Il 16 marzo 2021 Calogero Sodano, amministratore unico della Soambiente srl con sede a Licata, iscritto a Libero Futurto e noto per le sue battaglie antiracket, denuncia che qualcuno ha sparato una raffica di colpi di pistola contro il resort che gestisce a Palma di Montechiaro e che ha comprato all’asta. Una notizia che rimbalza sui media.
Si inizia a indagare. Poche settimane prima Sodano ha deciso di partecipare all’asta per un capannone industriale. Offerta base: 620 mila euro. Qualche giorno dopo nella sede della Soambiente si fa vivo Stracuzzi. Il tono sarebbe minaccioso e il messaggio chiaro. Sodano non deve partecipare alla gara.
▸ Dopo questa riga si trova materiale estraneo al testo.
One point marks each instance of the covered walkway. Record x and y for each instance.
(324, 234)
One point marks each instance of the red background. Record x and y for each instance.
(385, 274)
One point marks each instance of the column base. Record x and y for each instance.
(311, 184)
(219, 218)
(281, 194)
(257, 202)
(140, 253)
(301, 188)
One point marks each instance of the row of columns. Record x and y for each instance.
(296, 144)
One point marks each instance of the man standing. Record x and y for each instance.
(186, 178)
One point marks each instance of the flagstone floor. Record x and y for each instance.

Ed invece Sodano presenta un’offerta e riceve una seconda visita di Stracuzzi: “… abbiamo detto una cosa che la dobbiamo andare ad aggiustare. Come la dovrei andare ad aggiustare la cosa io se tu ci partecipi scusa. Se ti abbiamo detto una mezza cosa. Quindi… importante che siamo tranquilli. Cioè giusto? Non è che mi ritrovo sorprese…“
Altrimenti, dice Stracuzzi, gli farebbe “prendere dispiaceri”. Ad aggiudicarsi il fabbricato è una società dietro cui, secondo i pm, ci sarebbe sempre Angelo Stracuzzi. E non è l’unica asta giudiziaria su cui si indaga.
I soldi all’imprenditore agrigentino arrestato in Tunisia non mancavano. Su questi adesso indagano i finanzieri del Nucleo di polizia economico-finanziaria coordinati dal procuratore Maurizio de Lucia, dall’aggiunto Sergio Demontis e dai sostituti Francesca Dessì e Claudio Camilleri.